AllerML contains a group of general tags, that are common to all allergen databases, and a group of specific tags to codify information particular to a database or bioinformatics server. The general information on allergens comes mainly from IUIS, and includes allergen name and taxonomy, gene and protein sequences, PDB structures, epitopes, and literature references. The corresponding AllerML tags may be used to store, retrieve, request, and download such information in an automatic way, which may speed-up the process of database update and may eliminate typing errors. The specific tags from AllerML are characteristic for each database. We anticipate that interested researchers and groups will define new AllerML tags to encode allergen properties of interest to them, or data currently present in their databases or bioinformatics servers. AllerML is flexible and easy to extend, and starting from the common group of tags it is easy to diversify and adapt AllerML for various specialized applications, either clinical, laboratory, or computational.

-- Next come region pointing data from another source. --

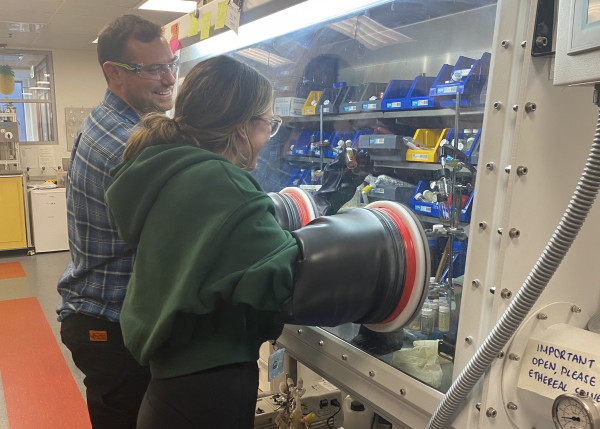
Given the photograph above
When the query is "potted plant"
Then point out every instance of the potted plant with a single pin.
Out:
(7, 79)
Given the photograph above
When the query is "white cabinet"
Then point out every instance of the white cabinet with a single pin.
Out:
(49, 219)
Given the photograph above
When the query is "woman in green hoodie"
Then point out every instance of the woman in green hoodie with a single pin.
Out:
(215, 274)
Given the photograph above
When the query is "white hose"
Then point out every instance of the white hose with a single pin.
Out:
(547, 264)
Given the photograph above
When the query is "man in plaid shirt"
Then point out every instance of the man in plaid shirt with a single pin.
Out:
(140, 71)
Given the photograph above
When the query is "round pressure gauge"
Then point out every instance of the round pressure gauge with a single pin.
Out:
(575, 411)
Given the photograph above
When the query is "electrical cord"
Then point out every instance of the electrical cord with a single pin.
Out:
(535, 283)
(331, 419)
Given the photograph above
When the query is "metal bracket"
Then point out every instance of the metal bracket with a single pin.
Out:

There are several specific advantages in exchanging information between allergen databases with AllerML. First, different types of literature and database information stored for a given allergen can be rapidly assembled from multiple sources. For example, files for allergens that are clinically cross-reactive, according to biological data stored in Allergome, can be combined with data on their sequences from Uniprot, structures from PDB or 3D models from SDAP. This allows one to rapidly determine common features of the allergens that could account for the cross-reactivity, and may indicate what other allergens should be listed as potentially cross-reactive. Secondly, it will streamline the collection of data for novel computational tools for allergenicity and cross-reactivity prediction. For example, by combining data on allergen sequences (Scheme 3), known IgE epitopes (Scheme 4), INSCH motifs (Scheme 5), and MotifMate motifs (Scheme 6), one may readily obtain the input data for a new method of identifying allergens. Finally, the ontology is flexible enough to permit data exchange between other databases that are not specifically for allergenic proteins, such as the Immune Epitope Database and Analysis Resource (IEDB; http://immuneepitope.org), which contains an extensive list of T- and B-cell epitopes assembled from large scale screening (Zhang et al., 2008). Other extensions of AllerML could include data on allergenic medical symptoms or biomarkers from new technologies, such as proteomics (Chapman et al., 2007; Guo et al., 2008; Reisdorph et al., 2009) or microarray approaches (Bublin et al., 2011; Hiller et al., 2002; Hochwallner et al., 2010; Mari et al., 2010; Shreffler et al., 2005).
5. Concluding remarks
A common data structure of archiving allergens across several databases greatly simplifies the development of standard computational procedures for estimating the risk of allergenic response to novel proteins in genetically engineered organisms. Even though a common IUIS nomenclature exists for allergens, the data structure and content differs vastly between different databases. So far, the progress in allergen analysis was driven by the accumulation of data on allergens, such as sequences, structures, and IgE epitopes. AllerML provides the tools for automated comparisons and analysis of allergens catalogued in generic and specialized databases by providing a uniform representation of biological and biochemical data. We emphasize that the current AllerML is a first draft of such a flexible data structure that is a good basis for a common language for the automatic exchange of data on allergens. If broadly adopted, it would ease the establishment of a standardized set of accepted allergens for use in regulatory bioinformatics guidelines for food safety. We also envision that an automatic flow of information between allergen databases and servers will help to improve algorithms that predict allergenicity and cross-reactivity.
Acknowledgements
This work was supported by grants from the National Institute of Health (R01 AI 064913; WB and CHS), the U.S. Environmental Protection Agency STAR Research Assistance Agreement (No. RD 83482301 to WB), an NIH/EPA STAR joint program award (RE-83406601-0 to CHS), and a contract from the U.S. Food and Drug Administration (HHSF22320011I). The article has not been formally reviewed by the EPA, and the views expressed in this document are solely those of the authors.
Footnotes
Conflict of Interest Statement:
None of the authors have a conflict of interest.
References
- Ayuso R, Lehrer SB, Reese G. Identification of continuous, allergenic regions of the major shrimp allergen Pen a 1 (tropomyosin) Int. Arch. Allergy Immunol. 2002;127:27–37. doi: 10.1159/000048166. [DOI] [PubMed] [Google Scholar]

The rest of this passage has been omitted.